I'm going to make an effort to revive this blog and post more widely and more frequently.  Part of this is because Google, it its wisdom, has decided to kill G+ next year.  There are a lot of  people looking for other places that aren't Facebook to use, and  I will likely sign on to one or another in an attempt to stay connected to the people I know there.  It's my one real social outlet, so it's important.

But I've got this blog, which I've had for so many years, and I can use it as well.  There are comments, so people can talk back to me.

So, since this isn't a book review, let's revert back to the topics of former years. 

My mental health is...problematic at the moment.  I actually think I'm doing better, but it's been a difficult few weeks.  I just crouched in my corner with my tablet and played games constantly.  In part I was reacting to an overload of bad world news, the erosion of any logic or reason in the US government, and the latest turmoil which, in my opinion, ended in a very awful way, with a demonstrable liar and theocrat in the Supreme Court.  I am eager for November when I hope there will be a general voting down of the asshats and shitwaffles in charge.  We might get different asshats and shitwaffles, but that's what we've turned our political system into...

Or perhaps that's what politics has always been.  Netflix has the complete run of Monty Python on now, and I've gone through them all (very happily).  Political problems they were  complaining about in 1970 sound very much like what we are complaining about now.  That's a lot of years without a big change.

So, in short, I've gone through the usual cycle of suicidal thoughts, rotten sleep, general listlessness, and even a return to (some) emotional eating.  I'm wondering if the Zoloft is losing effectiveness (as such drugs will occasionally do) or if it is just a seasonal change/emotional change.  My brain and I -- isn't it odd how I think of myself as separate from the  particular organ that generates my thoughts?  That's peculiar, but an accurate description of my thinking.  I seem to have two different sets of operating instructions, and one has more sway because it handles all the hardware.  The other only occasionally gets control, and then mostly when there are drugs involved.

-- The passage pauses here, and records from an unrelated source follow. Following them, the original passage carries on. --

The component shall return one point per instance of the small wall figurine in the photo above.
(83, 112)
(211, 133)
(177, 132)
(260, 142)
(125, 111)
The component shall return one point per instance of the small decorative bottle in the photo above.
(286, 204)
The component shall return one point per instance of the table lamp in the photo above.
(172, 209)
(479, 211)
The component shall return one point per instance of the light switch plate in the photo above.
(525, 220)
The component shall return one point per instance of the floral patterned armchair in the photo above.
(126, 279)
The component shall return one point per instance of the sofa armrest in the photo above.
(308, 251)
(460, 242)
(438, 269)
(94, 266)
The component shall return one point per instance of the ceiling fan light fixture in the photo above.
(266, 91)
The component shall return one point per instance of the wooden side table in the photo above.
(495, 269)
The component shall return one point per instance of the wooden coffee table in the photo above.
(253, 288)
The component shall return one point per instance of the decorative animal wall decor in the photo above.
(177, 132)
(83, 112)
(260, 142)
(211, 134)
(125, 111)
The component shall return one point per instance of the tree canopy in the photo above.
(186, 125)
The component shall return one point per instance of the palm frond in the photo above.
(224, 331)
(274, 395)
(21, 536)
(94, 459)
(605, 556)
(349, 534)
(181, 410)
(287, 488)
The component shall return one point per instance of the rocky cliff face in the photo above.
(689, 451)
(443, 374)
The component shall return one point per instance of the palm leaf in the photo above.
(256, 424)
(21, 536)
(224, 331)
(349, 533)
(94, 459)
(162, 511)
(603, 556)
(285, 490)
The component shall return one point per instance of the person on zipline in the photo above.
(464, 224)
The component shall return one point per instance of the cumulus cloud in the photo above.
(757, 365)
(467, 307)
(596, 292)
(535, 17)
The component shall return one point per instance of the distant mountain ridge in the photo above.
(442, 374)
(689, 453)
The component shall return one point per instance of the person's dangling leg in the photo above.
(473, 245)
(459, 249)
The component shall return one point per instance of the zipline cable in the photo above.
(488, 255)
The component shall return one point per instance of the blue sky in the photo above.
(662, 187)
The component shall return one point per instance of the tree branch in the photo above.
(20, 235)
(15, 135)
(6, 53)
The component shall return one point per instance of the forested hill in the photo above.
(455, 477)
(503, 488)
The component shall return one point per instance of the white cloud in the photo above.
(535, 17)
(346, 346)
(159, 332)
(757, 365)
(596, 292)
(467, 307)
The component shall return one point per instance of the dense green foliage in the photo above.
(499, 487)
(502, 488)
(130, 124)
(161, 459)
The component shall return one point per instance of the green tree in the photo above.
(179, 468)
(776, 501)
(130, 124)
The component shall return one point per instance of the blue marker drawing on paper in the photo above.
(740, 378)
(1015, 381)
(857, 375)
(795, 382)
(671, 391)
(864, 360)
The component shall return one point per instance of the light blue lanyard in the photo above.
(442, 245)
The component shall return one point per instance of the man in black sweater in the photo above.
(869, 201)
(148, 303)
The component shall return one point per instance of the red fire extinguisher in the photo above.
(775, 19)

Wow, I'm remembering now why I stopped writing this way.  I feel self conscious and intrusive, and a wellspring of negative thoughts are flooding me.   I'm triple thinking everything I'm saying and trying to type fast enough to get ahead of it.  The physical symptoms of panic are starting, and I'm just sitting along in my office with my laptop.  I want to talk -- my body/brain wants me to get back in my chair with my tablet and stop bothering people.